Preparing for future spikes
Border quarantine measures are likely to remain in place for some time, particularly if the predicted increase in cases over winter months comes to fruition. The UK will have to maintain a flexible approach that reacts quickly to emerging circumstances and learn from practice in other countries, advise the MPs.

“Greater clarity would be helpful on the Government's overall objectives for its border measures and travel corridors as part of the wider strategy against COVID-19, including how it is balancing public health and economic considerations,” the MPs write. “Maintaining transparency and trust will be vital if public confidence in self-isolation and quarantine measures following international travel is to be sustained in the long-term.”

The Home Office responds

The Home Office has defended the Government’s actions on quarantine and border checks. A Home Office spokesperson said: "All of our decisions throughout the pandemic have been guided by the science, with appropriate measures introduced at the right time to keep us all safe."

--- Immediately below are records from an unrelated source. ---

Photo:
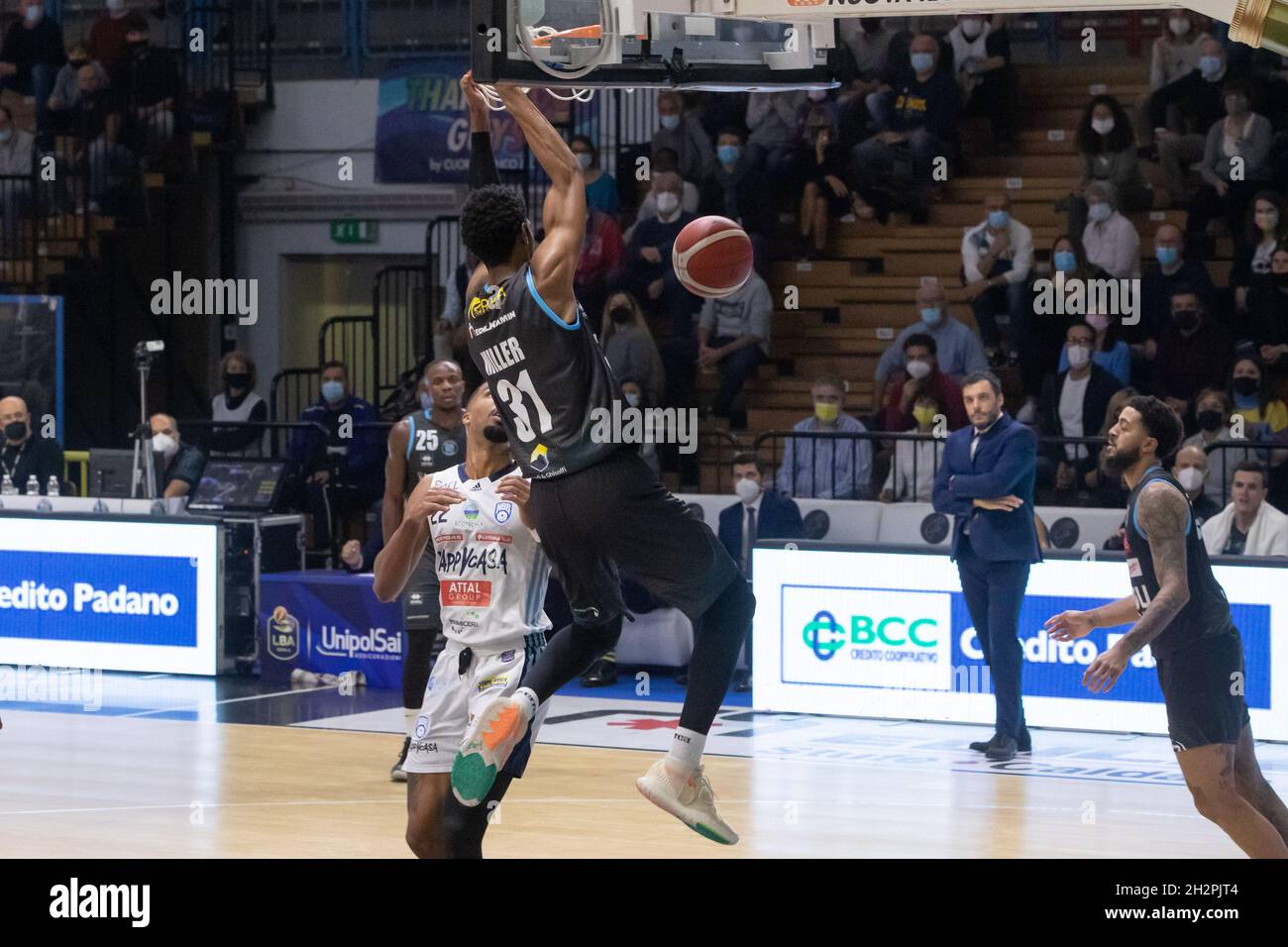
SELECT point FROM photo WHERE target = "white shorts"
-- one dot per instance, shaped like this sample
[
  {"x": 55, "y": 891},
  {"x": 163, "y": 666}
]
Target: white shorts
[{"x": 452, "y": 699}]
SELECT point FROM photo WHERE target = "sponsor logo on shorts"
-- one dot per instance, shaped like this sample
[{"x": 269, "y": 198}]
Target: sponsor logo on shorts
[{"x": 460, "y": 592}]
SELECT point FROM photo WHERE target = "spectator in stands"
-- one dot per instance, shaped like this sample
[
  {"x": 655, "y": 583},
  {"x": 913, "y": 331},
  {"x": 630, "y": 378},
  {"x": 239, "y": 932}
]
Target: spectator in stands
[
  {"x": 772, "y": 118},
  {"x": 915, "y": 119},
  {"x": 741, "y": 192},
  {"x": 1235, "y": 163},
  {"x": 95, "y": 121},
  {"x": 824, "y": 195},
  {"x": 16, "y": 159},
  {"x": 600, "y": 258},
  {"x": 33, "y": 54},
  {"x": 1248, "y": 526},
  {"x": 1109, "y": 240},
  {"x": 1108, "y": 153},
  {"x": 1212, "y": 411},
  {"x": 647, "y": 268},
  {"x": 958, "y": 350},
  {"x": 733, "y": 335},
  {"x": 1254, "y": 245},
  {"x": 150, "y": 85},
  {"x": 107, "y": 39},
  {"x": 67, "y": 84},
  {"x": 1108, "y": 350},
  {"x": 912, "y": 471},
  {"x": 1267, "y": 305},
  {"x": 1198, "y": 105},
  {"x": 1073, "y": 403},
  {"x": 1190, "y": 470},
  {"x": 357, "y": 453},
  {"x": 919, "y": 376},
  {"x": 1171, "y": 266},
  {"x": 630, "y": 348},
  {"x": 827, "y": 468},
  {"x": 759, "y": 514},
  {"x": 684, "y": 136},
  {"x": 1173, "y": 54},
  {"x": 183, "y": 463},
  {"x": 997, "y": 257},
  {"x": 25, "y": 451},
  {"x": 600, "y": 185},
  {"x": 665, "y": 162},
  {"x": 1194, "y": 352},
  {"x": 982, "y": 63},
  {"x": 237, "y": 402}
]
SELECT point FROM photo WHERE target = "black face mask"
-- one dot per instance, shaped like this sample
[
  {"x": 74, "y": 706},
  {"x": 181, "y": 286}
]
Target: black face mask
[
  {"x": 1210, "y": 420},
  {"x": 1245, "y": 385}
]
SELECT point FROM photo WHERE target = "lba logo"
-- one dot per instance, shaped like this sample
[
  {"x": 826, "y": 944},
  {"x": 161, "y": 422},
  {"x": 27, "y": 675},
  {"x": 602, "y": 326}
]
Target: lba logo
[{"x": 866, "y": 638}]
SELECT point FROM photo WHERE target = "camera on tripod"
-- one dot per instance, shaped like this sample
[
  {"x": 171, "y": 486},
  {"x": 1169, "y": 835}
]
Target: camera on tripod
[{"x": 146, "y": 352}]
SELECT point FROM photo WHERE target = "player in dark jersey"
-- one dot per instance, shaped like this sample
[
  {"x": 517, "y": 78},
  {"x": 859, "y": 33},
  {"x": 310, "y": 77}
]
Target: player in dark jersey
[
  {"x": 596, "y": 504},
  {"x": 421, "y": 444},
  {"x": 1181, "y": 612}
]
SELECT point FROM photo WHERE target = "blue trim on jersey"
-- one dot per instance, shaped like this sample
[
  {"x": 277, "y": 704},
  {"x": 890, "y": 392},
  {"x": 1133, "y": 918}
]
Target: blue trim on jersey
[
  {"x": 1189, "y": 513},
  {"x": 546, "y": 309}
]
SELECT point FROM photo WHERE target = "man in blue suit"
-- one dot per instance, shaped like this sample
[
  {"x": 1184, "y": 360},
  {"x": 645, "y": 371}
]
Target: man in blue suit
[
  {"x": 986, "y": 482},
  {"x": 759, "y": 514}
]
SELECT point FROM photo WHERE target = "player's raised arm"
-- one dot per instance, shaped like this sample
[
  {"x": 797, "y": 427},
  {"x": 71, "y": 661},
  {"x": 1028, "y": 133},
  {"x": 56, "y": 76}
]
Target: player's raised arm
[{"x": 563, "y": 215}]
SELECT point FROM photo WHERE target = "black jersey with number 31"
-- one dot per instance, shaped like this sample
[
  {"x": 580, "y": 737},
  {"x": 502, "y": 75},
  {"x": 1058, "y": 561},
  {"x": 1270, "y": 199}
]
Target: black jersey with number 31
[
  {"x": 546, "y": 376},
  {"x": 1207, "y": 613}
]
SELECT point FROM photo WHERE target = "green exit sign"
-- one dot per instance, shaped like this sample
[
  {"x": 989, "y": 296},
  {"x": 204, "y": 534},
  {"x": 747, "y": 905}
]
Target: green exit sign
[{"x": 356, "y": 231}]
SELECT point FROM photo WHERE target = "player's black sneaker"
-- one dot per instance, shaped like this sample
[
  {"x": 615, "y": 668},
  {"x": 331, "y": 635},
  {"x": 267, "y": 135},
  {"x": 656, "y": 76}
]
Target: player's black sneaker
[
  {"x": 395, "y": 772},
  {"x": 1003, "y": 749}
]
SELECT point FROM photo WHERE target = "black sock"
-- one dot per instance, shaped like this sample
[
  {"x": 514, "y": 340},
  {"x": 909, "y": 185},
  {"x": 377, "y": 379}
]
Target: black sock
[
  {"x": 416, "y": 665},
  {"x": 464, "y": 825},
  {"x": 716, "y": 642},
  {"x": 570, "y": 654}
]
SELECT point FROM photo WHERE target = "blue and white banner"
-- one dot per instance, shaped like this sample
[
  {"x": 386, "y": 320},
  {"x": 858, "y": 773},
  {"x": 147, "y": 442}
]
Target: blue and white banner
[
  {"x": 110, "y": 594},
  {"x": 888, "y": 634}
]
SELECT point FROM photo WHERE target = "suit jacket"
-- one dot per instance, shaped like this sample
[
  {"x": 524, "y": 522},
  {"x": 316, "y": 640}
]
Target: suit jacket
[
  {"x": 1005, "y": 463},
  {"x": 1100, "y": 388},
  {"x": 778, "y": 518}
]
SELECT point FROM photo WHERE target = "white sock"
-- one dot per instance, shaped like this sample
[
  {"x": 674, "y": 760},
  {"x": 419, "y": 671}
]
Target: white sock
[
  {"x": 686, "y": 753},
  {"x": 527, "y": 698}
]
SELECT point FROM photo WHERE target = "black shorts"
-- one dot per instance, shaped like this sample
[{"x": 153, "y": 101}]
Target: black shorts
[
  {"x": 420, "y": 596},
  {"x": 616, "y": 514},
  {"x": 1203, "y": 690}
]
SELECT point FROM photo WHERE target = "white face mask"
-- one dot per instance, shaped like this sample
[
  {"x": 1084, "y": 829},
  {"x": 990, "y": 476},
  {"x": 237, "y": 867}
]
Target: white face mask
[
  {"x": 746, "y": 488},
  {"x": 166, "y": 445},
  {"x": 1192, "y": 478},
  {"x": 1078, "y": 356},
  {"x": 917, "y": 368}
]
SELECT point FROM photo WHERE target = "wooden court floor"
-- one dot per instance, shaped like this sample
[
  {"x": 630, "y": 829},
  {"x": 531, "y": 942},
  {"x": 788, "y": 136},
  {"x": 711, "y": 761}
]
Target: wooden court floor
[{"x": 80, "y": 785}]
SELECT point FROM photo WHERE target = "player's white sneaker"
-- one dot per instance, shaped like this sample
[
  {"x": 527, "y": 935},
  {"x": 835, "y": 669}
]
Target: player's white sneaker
[
  {"x": 690, "y": 800},
  {"x": 485, "y": 749}
]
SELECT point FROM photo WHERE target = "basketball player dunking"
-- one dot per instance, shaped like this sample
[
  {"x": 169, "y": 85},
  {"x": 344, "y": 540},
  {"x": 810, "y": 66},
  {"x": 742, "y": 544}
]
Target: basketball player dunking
[
  {"x": 596, "y": 505},
  {"x": 492, "y": 582},
  {"x": 421, "y": 444},
  {"x": 1181, "y": 612}
]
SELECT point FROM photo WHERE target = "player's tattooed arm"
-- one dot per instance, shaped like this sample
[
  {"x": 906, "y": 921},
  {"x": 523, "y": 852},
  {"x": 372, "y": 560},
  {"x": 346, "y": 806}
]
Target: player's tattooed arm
[{"x": 1163, "y": 515}]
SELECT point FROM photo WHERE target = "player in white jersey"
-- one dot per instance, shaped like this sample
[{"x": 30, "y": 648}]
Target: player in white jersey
[{"x": 492, "y": 585}]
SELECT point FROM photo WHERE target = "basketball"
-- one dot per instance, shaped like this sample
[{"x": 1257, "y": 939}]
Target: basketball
[{"x": 712, "y": 257}]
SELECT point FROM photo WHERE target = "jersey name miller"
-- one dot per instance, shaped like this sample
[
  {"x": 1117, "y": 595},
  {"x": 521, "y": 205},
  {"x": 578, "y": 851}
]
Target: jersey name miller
[
  {"x": 473, "y": 592},
  {"x": 505, "y": 355}
]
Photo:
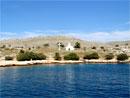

The Home Office spokesperson said the Government has followed the scientific advice throughout the pandemic. “And with passengers numbers significantly reduced, the scientific advice was clear that quarantine measures for those entering the country from abroad would be most effective when the UK has a lower level of infection.

“Therefore, as the virus was brought under control here, border measures were introduced on 8 June to protect public health and help avoid a second peak that would overwhelm the NHS.”